Marilah kita menjadikan diri yang kaya akan pendidikan agar menjadi insan-insan
yang terdidik,berbudi pekerti yang baik serta dan bermoral yang berpegang teguh
pada agama masing-masing.

DAFTAR PUSTAKA
Ahmadi, Iif Khoiru, dkk. 2011. Strategi Pembelajaran Berorientasi KTSP. Jakarta.
Prestasi Pustaka.

Dakir. 2004. Perencanan dan Pengembangan Kurikulum. Jakarta. Rineka Cipta.

Hamid, Hamdani, dkk. 2013. Pendidikan Karakter Perspektif Islam. Bandung. Pustaka
Setia.

Mulyasa, E. 2006. Kurikulum yang Disempurnakan. Bandung. Remaja Rosdakarya.


Nurgiyanto, Burhan. 2008. Dasar-Dasar Pengembangan Kurikulum Sekolah: Sebuah
Pengantar Teoretis dan Pelaksanaan.
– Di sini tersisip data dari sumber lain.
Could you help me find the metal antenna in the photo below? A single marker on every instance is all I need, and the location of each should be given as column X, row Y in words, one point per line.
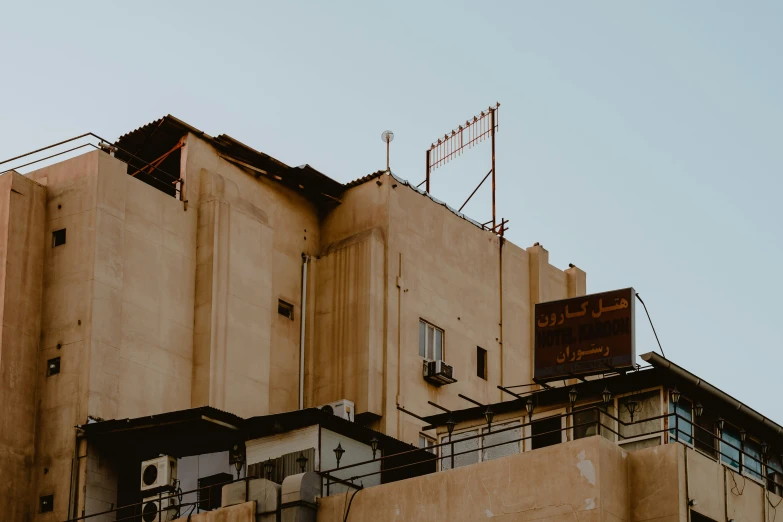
column 388, row 137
Yogyakarta. BPFE Yogyakarta. cet. ke-2.

Sukmadinata, Nana Syaodih . 2005. Pengembangan Kurikulum Teori dan


Praktik. Bandung. Remaja Rosdakarya. cet. ke-7.

Tim Pengembang MKDP Kurikulum dan Pembelajaran. 2011. Kurikulum dan


Pembelajaran . Jakarta. Rajawali Press. Ed. 3.